Resiliency.Bulkhead (Resiliency v0.6.0)

A bulkhead for isolating workloads with per-partition concurrency limits.

A bulkhead wraps calls to a downstream service and limits how many can execute concurrently. When the limit is reached, callers are either rejected immediately or queued for a configurable wait time. This prevents one slow or overloaded service from consuming all available resources and cascading into other parts of the system.

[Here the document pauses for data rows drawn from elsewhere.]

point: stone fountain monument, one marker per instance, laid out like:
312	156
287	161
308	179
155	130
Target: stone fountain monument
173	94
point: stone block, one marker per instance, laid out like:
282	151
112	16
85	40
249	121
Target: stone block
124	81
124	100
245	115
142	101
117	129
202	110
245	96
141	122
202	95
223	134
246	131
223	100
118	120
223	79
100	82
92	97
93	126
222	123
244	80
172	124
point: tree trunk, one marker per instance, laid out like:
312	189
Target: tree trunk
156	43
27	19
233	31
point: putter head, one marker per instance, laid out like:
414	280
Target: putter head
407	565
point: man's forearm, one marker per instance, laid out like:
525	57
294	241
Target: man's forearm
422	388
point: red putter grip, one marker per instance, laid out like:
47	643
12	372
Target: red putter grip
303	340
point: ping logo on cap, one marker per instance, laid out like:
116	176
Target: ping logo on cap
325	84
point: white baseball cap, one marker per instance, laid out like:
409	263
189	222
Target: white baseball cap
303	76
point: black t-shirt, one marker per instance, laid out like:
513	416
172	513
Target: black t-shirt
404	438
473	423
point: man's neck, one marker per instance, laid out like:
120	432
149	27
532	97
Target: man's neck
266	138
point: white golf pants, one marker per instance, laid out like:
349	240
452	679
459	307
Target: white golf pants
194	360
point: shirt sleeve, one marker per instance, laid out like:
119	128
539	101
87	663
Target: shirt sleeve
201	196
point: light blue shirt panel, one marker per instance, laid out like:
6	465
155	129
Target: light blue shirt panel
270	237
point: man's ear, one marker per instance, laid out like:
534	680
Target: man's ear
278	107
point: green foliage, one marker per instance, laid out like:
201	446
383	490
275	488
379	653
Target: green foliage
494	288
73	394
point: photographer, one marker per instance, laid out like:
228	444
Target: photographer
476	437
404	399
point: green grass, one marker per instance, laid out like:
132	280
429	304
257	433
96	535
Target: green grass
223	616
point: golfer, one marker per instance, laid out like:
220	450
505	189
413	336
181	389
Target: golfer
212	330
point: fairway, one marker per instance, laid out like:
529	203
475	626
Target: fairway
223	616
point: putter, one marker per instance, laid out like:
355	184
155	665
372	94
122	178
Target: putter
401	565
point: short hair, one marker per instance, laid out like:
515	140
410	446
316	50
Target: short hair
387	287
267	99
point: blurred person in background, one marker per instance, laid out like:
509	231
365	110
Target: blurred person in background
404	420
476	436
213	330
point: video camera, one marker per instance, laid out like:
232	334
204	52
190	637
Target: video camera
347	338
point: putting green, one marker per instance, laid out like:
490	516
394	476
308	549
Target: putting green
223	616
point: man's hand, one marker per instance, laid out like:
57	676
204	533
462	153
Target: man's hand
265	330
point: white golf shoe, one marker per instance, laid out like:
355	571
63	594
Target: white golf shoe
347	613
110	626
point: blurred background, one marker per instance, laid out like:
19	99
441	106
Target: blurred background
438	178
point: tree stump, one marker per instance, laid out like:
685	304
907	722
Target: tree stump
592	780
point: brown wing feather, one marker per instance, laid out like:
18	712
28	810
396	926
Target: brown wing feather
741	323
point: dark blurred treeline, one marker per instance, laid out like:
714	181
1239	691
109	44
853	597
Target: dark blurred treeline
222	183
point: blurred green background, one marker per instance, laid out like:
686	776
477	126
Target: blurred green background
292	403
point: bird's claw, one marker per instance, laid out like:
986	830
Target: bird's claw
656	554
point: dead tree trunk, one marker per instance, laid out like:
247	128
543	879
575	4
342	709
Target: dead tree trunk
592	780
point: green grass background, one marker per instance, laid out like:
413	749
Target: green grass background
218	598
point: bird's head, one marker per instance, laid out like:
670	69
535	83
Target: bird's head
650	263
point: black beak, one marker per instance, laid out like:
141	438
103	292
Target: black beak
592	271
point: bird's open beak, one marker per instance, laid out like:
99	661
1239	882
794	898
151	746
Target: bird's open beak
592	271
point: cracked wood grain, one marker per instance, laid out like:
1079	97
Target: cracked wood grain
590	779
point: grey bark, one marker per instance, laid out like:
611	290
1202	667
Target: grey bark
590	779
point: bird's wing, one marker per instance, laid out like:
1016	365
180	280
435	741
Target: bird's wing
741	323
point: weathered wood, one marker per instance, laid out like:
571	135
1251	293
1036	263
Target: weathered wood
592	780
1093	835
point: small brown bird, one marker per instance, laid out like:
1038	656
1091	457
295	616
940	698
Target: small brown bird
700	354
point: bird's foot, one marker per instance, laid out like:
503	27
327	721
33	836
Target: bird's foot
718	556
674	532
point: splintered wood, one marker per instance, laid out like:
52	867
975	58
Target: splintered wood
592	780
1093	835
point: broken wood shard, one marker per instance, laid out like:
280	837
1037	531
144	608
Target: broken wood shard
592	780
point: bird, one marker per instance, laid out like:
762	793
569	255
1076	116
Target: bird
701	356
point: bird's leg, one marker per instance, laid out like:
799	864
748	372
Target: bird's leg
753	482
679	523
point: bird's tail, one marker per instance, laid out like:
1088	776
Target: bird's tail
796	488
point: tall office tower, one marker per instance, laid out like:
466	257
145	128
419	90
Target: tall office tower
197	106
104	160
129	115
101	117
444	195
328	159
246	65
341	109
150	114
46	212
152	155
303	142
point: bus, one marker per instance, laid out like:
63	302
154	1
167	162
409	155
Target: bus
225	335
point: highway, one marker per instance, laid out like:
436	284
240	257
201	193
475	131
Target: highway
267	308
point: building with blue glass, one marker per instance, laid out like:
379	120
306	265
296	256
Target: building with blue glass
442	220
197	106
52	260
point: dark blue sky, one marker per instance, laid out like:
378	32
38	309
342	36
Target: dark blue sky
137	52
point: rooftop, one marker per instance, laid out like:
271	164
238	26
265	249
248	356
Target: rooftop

Inspired by Resilience4j's SemaphoreBulkhead, with an Elixir-idiomatic API that follows the conventions of this library.

When to use

You need to isolate different workloads so that a spike in one does not starve others — e.g., separate bulkheads for search, payments, and notifications.
You want to cap the number of concurrent calls to a downstream service, with clear rejection semantics when the limit is reached.
You need server-managed wait queues with configurable timeouts and FIFO fairness, rather than caller-side timeouts.

Quick start

# 1. Add to your supervision tree
children = [
  {Resiliency.Bulkhead, name: MyApp.ApiBulkhead, max_concurrent: 10}
]
Supervisor.start_link(children, strategy: :one_for_one)

# 2. Use it
case Resiliency.Bulkhead.call(MyApp.ApiBulkhead, fn -> HttpClient.get(url) end) do
  {:ok, response} -> handle_response(response)
  {:error, :bulkhead_full} -> {:error, :overloaded}
  {:error, reason} -> {:error, reason}
end

How it works

The bulkhead runs as a GenServer that tracks active permits and a waiter queue. The protected function runs in the caller's process, not inside the GenServer. This means:

The GenServer is never blocked by slow downstream calls.
A crash in the protected function does not crash the GenServer.
Permit acquisition is synchronous (GenServer.call), and permit release is asynchronous (GenServer.cast) for minimal overhead.

Return values

Function	Success	Bulkhead full	fn crashes
`call/2,3`	`{:ok, result}`	`{:error, :bulkhead_full}`	`{:error, reason}`

Error handling

If the function raises, exits, or throws, the error is caught, the permit is released, and the error is returned to the caller:

{:error, {%RuntimeError{message: "boom"}, _stacktrace}} =
  Resiliency.Bulkhead.call(MyApp.ApiBulkhead, fn -> raise "boom" end)

Algorithm Complexity

Function	Time	Space
`call/2,3`	O(1) GenServer call + O(f) function	O(q) — one entry per queued waiter
`get_stats/1`	O(1)	O(1)
`reset/1`	O(q) — rejects all waiters	O(1)

Telemetry

All events are emitted in the caller's process. See Resiliency.Telemetry for the complete event catalogue.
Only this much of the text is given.